FastAI does not tokenise the words rather uses Spacy which is quite popular.

Import imDB dataset.

In [21]:
from fastai.text.all import *
path = untar_data(URLs.IMDB)

In [22]:
files = get_text_files(path, folders=['train', 'test', 'unsup'])

In [23]:
txt = files[0].open().read()
txt[:60]

"I'm getting frustrated that so many people are complaining t"

### Word Tokeniser

In [24]:
spacy = WordTokenizer()
toks = first(spacy([txt]))
print(coll_repr(toks, 30))

(#231) ['I',"'m",'getting','frustrated','that','so','many','people','are','complaining','that','this','show','is','propaganda','for','the','Christian','religion','.','I','watched','the','first','few','episodes','of','this','miniseries','and'...]

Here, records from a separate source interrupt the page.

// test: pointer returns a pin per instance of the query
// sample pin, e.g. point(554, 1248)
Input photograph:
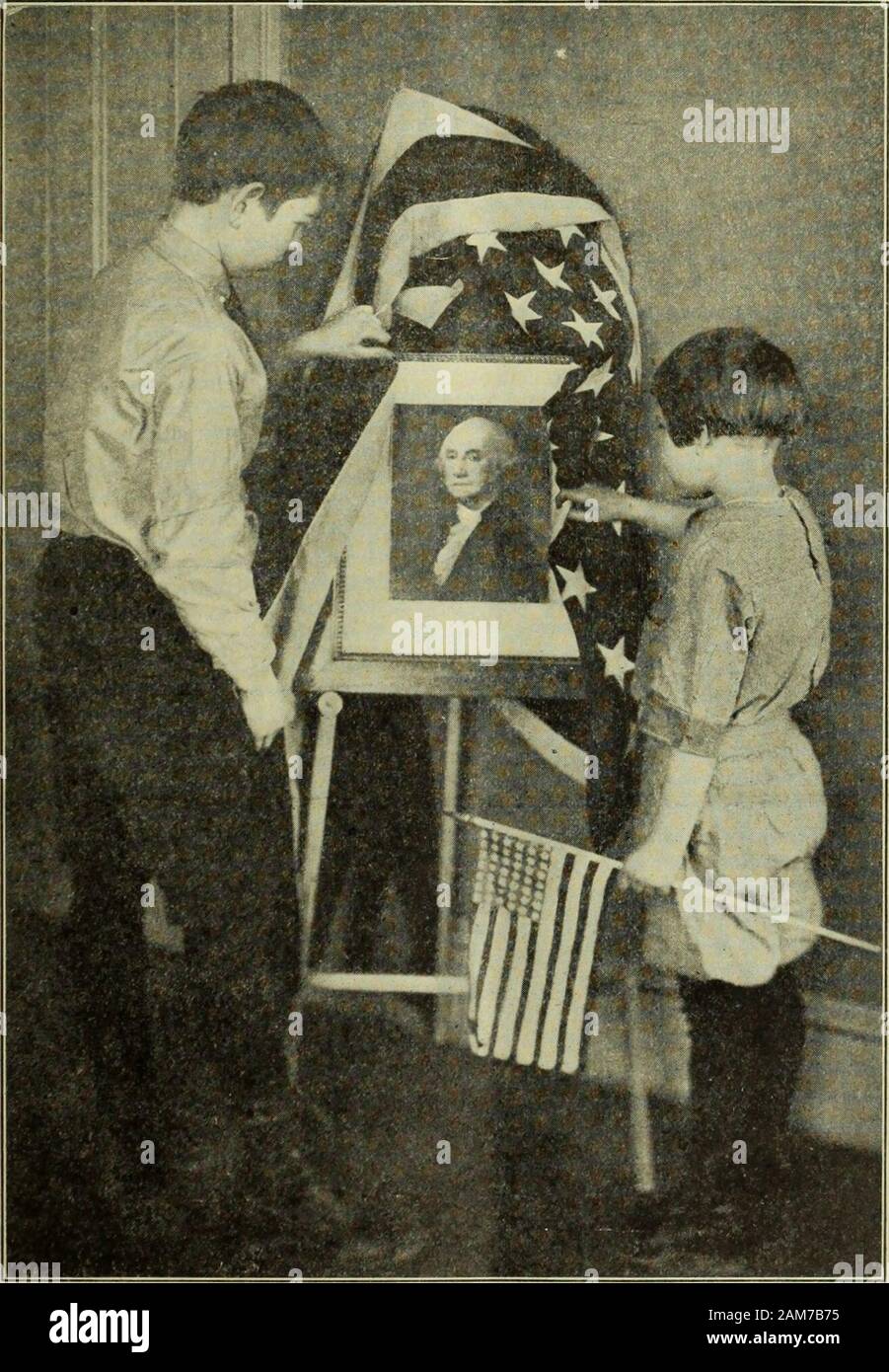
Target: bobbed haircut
point(733, 380)
point(253, 130)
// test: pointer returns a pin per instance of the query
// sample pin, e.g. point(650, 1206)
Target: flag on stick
point(531, 947)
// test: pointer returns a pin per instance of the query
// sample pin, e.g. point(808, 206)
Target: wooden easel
point(330, 678)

The above step splits all words like "it's" into "it" and "s".

In [25]:
tokeniser = Tokenizer(spacy)
print(coll_repr(tokeniser(txt), 30))

(#254) ['xxbos','xxmaj','i',"'m",'getting','frustrated','that','so','many','people','are','complaining','that','this','show','is','propaganda','for','the','xxmaj','christian','religion','.','i','watched','the','first','few','episodes','of'...]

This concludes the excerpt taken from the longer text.